# YOLO Object Detection Algorithm - Step-by-Step Visualization

This notebook demonstrates each step of the YOLO (You Only Look Once) object detection algorithm. We'll use a pre-trained YOLOv5 model to visualize:

1. **Grid Structure** - How YOLO divides images into detection grids
2. **Anchor Boxes** - Predefined box shapes used for detection
3. **Raw Predictions** - All initial model outputs before filtering
4. **Class Predictions** - What the model thinks each box contains
5. **Filtering** - Confidence thresholding and Non-Maximum Suppression
6. **Final Results** - Clean, labeled bounding boxes


## 1. Setup & Model Loading

Run the following magic command first to enable inline plotting:


In [None]:
# Configure matplotlib for saving figures
import matplotlib
matplotlib.use('Agg')  # Use non-interactive backend
import os
os.makedirs('yolo_figures', exist_ok=True)
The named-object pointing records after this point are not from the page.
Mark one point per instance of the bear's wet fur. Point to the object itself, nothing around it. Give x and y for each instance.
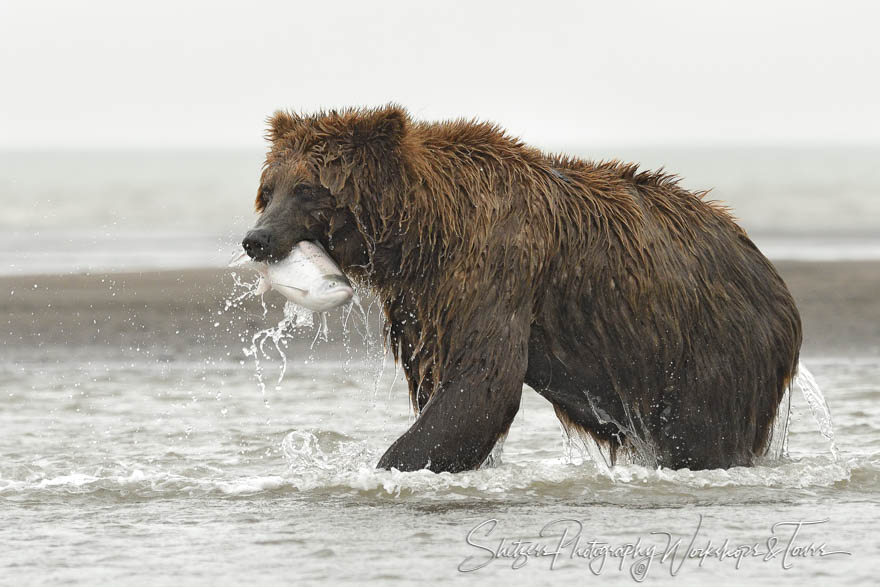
(640, 310)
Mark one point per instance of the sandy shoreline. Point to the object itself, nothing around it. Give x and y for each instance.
(174, 314)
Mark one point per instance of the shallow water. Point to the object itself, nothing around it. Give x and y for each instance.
(179, 473)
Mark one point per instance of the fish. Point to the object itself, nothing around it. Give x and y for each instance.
(308, 277)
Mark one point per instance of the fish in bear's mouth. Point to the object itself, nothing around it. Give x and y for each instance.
(308, 276)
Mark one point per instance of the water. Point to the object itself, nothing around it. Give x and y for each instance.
(176, 472)
(142, 444)
(138, 210)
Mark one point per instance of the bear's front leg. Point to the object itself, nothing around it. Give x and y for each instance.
(480, 385)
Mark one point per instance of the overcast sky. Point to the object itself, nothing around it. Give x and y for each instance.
(200, 74)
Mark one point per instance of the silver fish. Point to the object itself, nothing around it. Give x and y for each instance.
(307, 277)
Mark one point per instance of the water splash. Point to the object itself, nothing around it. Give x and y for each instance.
(777, 448)
(818, 406)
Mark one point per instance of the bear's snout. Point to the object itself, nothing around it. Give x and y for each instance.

# Counter for figure numbering
_fig_num = 0

In [None]:
import torch
import numpy as np
import matplotlib.pyplot as plt
from PIL import Image
from torchvision.ops import nms
from scipy.ndimage import zoom

# Helper function to save figures instead of showing
def showfig(title="figure"):
    global _fig_num
    _fig_num += 1
    filename = f"yolo_figures/fig_{_fig_num:02d}_{title.replace(' ', '_')}.png"
    plt.savefig(filename, dpi=150, bbox_inches='tight')
    print(f"Saved: {filename}")
    plt.close()

# Set device (use MPS if available on Mac, then CUDA, otherwise CPU)
if torch.backends.mps.is_available():
    device = torch.device('mps')
    print(f"Using device: MPS (Apple Silicon GPU)")
elif torch.cuda.is_available():
    device = torch.device('cuda')
    print(f"Using device: CUDA")
else:
    device = torch.device('cpu')
    print(f"Using device: CPU")


In [None]:
# Load YOLOv5s model from PyTorch Hub
model = torch.hub.load('ultralytics/yolov5', 'yolov5s', pretrained=True)
model = model.to(device)
model.eval()

print("Model loaded successfully!")
print(f"Number of parameters: {sum(p.numel() for p in model.parameters()):,}")


In [None]:
# Load test image and resize to exactly 640x640 to match YOLO's expected input
image_path = '/Users/alex/Downloads/food.webp'
image = Image.open(image_path).convert('RGB')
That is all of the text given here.